ADCD — Anomaly-Driven Correction Discovery

DOI CI License: MIT Python 3.10+

Physics-Constrained Symbolic Regression for Evolutionary Scientific Discovery

ADCD is a symbolic regression framework that discovers physical correction terms rather than learning equations from scratch. Given a known classical law and anomalous observations, ADCD recovers the dimensionless correction Δ that reconciles theory with experiment — mirroring how physics actually evolves.

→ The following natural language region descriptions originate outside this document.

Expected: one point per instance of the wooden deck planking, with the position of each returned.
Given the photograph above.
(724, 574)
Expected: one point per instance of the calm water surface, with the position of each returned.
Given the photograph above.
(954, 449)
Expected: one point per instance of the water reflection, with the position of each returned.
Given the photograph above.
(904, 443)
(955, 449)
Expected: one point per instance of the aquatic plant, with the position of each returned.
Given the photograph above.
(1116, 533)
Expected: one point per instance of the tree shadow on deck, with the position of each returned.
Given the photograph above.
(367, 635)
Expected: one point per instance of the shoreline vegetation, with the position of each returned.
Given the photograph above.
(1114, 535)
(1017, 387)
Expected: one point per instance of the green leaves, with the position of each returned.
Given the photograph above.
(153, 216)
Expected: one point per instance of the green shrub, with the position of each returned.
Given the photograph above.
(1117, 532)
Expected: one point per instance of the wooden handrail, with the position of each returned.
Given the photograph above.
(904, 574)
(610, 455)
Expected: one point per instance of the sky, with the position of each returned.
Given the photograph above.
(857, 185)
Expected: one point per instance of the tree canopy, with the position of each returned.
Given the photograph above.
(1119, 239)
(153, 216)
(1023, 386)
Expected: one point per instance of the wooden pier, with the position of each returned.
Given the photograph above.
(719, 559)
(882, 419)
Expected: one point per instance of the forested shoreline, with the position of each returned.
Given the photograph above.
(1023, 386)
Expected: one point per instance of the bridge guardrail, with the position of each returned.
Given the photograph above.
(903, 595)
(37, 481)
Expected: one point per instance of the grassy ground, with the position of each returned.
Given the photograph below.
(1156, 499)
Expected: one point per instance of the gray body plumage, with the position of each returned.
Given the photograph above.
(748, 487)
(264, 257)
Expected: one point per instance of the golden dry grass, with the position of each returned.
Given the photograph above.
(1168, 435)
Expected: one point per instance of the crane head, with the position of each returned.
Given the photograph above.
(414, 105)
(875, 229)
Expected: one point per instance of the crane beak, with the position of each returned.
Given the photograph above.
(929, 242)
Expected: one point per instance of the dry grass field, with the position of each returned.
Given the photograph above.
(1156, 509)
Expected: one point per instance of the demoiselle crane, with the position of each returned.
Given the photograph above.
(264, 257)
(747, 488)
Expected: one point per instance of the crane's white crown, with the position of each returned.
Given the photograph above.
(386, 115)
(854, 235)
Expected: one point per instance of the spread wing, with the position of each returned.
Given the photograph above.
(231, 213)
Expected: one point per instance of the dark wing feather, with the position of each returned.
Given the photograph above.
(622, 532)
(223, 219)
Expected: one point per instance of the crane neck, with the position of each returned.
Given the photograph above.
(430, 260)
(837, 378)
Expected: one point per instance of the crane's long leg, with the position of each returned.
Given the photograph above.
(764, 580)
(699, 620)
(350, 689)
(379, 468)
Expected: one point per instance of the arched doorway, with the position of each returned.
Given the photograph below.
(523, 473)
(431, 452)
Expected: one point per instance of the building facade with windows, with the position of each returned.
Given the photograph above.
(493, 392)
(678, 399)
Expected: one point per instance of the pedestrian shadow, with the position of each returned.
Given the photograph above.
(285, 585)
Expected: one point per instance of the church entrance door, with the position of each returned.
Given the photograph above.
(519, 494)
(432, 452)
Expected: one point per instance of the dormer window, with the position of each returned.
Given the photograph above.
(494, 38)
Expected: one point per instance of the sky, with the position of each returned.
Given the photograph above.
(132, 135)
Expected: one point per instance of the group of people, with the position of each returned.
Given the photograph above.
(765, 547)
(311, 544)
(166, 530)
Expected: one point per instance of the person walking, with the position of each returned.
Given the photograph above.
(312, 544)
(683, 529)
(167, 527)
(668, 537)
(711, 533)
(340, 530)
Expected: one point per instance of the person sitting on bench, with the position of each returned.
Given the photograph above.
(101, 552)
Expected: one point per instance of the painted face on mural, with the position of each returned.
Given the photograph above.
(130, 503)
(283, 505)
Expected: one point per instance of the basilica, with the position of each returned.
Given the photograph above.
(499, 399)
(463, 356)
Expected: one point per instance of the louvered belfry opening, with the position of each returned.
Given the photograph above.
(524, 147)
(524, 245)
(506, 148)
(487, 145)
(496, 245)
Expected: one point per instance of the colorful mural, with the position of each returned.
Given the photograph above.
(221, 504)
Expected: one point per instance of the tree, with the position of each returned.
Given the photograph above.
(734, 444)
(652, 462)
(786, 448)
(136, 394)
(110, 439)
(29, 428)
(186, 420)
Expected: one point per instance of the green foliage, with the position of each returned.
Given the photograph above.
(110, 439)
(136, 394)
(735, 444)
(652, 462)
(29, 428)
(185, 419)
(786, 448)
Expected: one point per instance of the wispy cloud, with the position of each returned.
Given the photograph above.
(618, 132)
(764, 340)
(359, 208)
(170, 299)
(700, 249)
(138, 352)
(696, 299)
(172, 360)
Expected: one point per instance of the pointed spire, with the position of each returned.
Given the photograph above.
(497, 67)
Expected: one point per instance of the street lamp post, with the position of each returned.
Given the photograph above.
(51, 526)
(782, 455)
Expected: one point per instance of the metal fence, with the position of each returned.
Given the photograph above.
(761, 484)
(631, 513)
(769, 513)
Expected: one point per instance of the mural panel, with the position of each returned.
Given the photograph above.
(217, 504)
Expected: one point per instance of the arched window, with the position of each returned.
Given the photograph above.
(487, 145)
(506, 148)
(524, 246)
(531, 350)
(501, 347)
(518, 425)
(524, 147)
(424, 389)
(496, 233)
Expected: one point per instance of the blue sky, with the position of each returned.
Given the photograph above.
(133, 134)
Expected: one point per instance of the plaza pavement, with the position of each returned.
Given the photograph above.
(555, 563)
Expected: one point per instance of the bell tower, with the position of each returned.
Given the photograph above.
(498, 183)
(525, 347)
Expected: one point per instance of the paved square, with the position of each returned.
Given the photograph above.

82.8% (±7.7%) mean structural recovery across 5 random seeds, with peak 94.4% at the reference seed.
4/4 real-world structural class matches (Mercury, Lamb Shift, Muon g-2, Blackbody).
77 automated unit tests passing on Python 3.10 and 3.11.


Key Features

  • Correction-first paradigm — starts from a known classical law, not a blank slate; designed for anomaly-driven theory refinement where the baseline is structurally correct
  • Physics-gated search cascade — AST complexity, dimensional homogeneity + transcendental guardrails, and asymptotic consistency (ARC) gates screen unphysical candidates before optimization
  • JAX-traced L-BFGS-B optimizer — parameter-scaled differentiable fitting with multi-restart log-uniform initialization
  • BIC reranking — selects the most parsimonious correction over purely numerical fits
  • Residual feature intelligence — statistical priors (monotonicity, curvature, oscillation, decay rate, symmetry) bias the template sampler toward the correct mathematical family
  • Coarse empirical evaluation — data-driven pre-filter ranks gate survivors before full JAX optimization
  • Noise-robust — 93.3% mean at 0% noise, 91.1% at 1%, 71.1% at 5%, 68.9% at 10%

Quick Start

Installation

pip install adcd

Or install from source:

git clone https://github.com/apiprdt/PhysicsPaper.git
cd PhysicsPaper
pip install -e ".[dev]"

Usage

Running ADCD is extremely simple using the high-level scientific API:

import adcd

# 1. Load a pre-defined benchmark scenario
scenarios = adcd.get_all_scenarios()
scenario = scenarios[0]  # Relativistic Kinetic Energy

# 2. Run discovery in a single line!
result = adcd.discover_correction(scenario, max_iterations=5, proposer="mock")

print(f"Discovered correction: {result.best_expr}")
print(f"Residual NMSE: {result.best_nmse_residual:.2e}")
print(f"Parameters: {result.best_theta}")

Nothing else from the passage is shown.